Un personnage conjointement réel et fictif s’érige, seul, dans des paysages en ruine, et son apparence de métal semble incarner une conscience identique.
Oui, une conscience lisse comme du métal.
L’affect délavé, bel et bien réel, avance à tâtons, sur une voie totalement empirique. Son nom : Meursault.
Ses actes sont des fleurs ou des lames de couteau. Ses intentions dynamitent la narration. La philosophie dans toute sa splendeur traverse l’anatomie de cet homme, réunissant Socrate et la phénoménologie, étroitement. L’homme et le concept. La modernité et son double.
Depuis, bien des fictions, romans ou nouvelles, sont influencées par ce personnage comme figé dans une lointaine éternité.
Alain Robbe-Grillet exprime une nouvelle intentionnalité, sans doute née de ces décombres. Et de la volonté de Meursault d’avancer.
La psychologie a vieilli de manière accélérée sous les feux de l’Histoire.
L’intention a retrouvé de sa force, de sa puissance, pour réduire à néant la spéculation psychologique.

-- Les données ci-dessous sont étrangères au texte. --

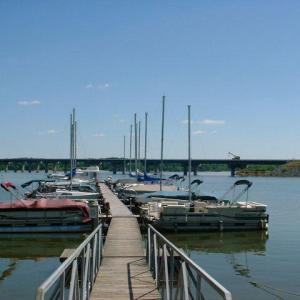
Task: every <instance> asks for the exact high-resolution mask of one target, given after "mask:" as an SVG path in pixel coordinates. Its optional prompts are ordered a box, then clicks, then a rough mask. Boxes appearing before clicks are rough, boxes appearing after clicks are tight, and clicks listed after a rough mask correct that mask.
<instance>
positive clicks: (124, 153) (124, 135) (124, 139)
mask: <svg viewBox="0 0 300 300" xmlns="http://www.w3.org/2000/svg"><path fill="white" fill-rule="evenodd" d="M125 145H126V137H125V135H124V165H123V171H124V174H125V173H126V152H125Z"/></svg>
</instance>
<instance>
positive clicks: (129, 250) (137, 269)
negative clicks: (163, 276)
mask: <svg viewBox="0 0 300 300" xmlns="http://www.w3.org/2000/svg"><path fill="white" fill-rule="evenodd" d="M100 189H101V192H102V195H103V198H104V199H105V201H106V202H109V205H110V214H111V217H112V219H111V223H110V226H109V229H108V233H107V237H106V242H105V245H104V249H103V256H102V257H103V258H102V263H101V266H100V269H99V273H98V275H97V277H96V280H95V283H94V286H93V289H92V293H91V297H90V299H93V300H104V299H118V300H123V299H124V300H125V299H130V300H133V299H141V300H143V299H144V300H149V299H161V295H160V293H159V291H158V290H157V288H156V285H155V281H154V279H153V278H152V275H151V273H150V270H149V266H148V264H147V262H146V259H145V250H144V247H143V240H142V236H141V232H140V228H139V225H138V222H137V219H136V217H135V216H134V215H133V214H132V213H131V212H130V211H129V210H128V208H127V207H126V206H125V205H124V204H123V203H122V202H121V201H120V200H119V199H118V197H117V196H116V195H115V194H114V193H113V192H112V191H111V190H110V189H109V188H108V187H107V186H106V185H105V184H103V183H100Z"/></svg>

Et c’est à partir de cette néo-intentionnalité que le psychisme renaît. Que les fantasmes, que la folie, que l’esthétique se fondent dans une structure narrative qui affirme son primat, dans une direction choisie mais non définie. Mais non sous le joug d’une dénomination.
La conscience narrative opère des glissements. Le lecteur respire. Il s’abreuve. Il interprète. Et l’histoire de la littérature se poursuit.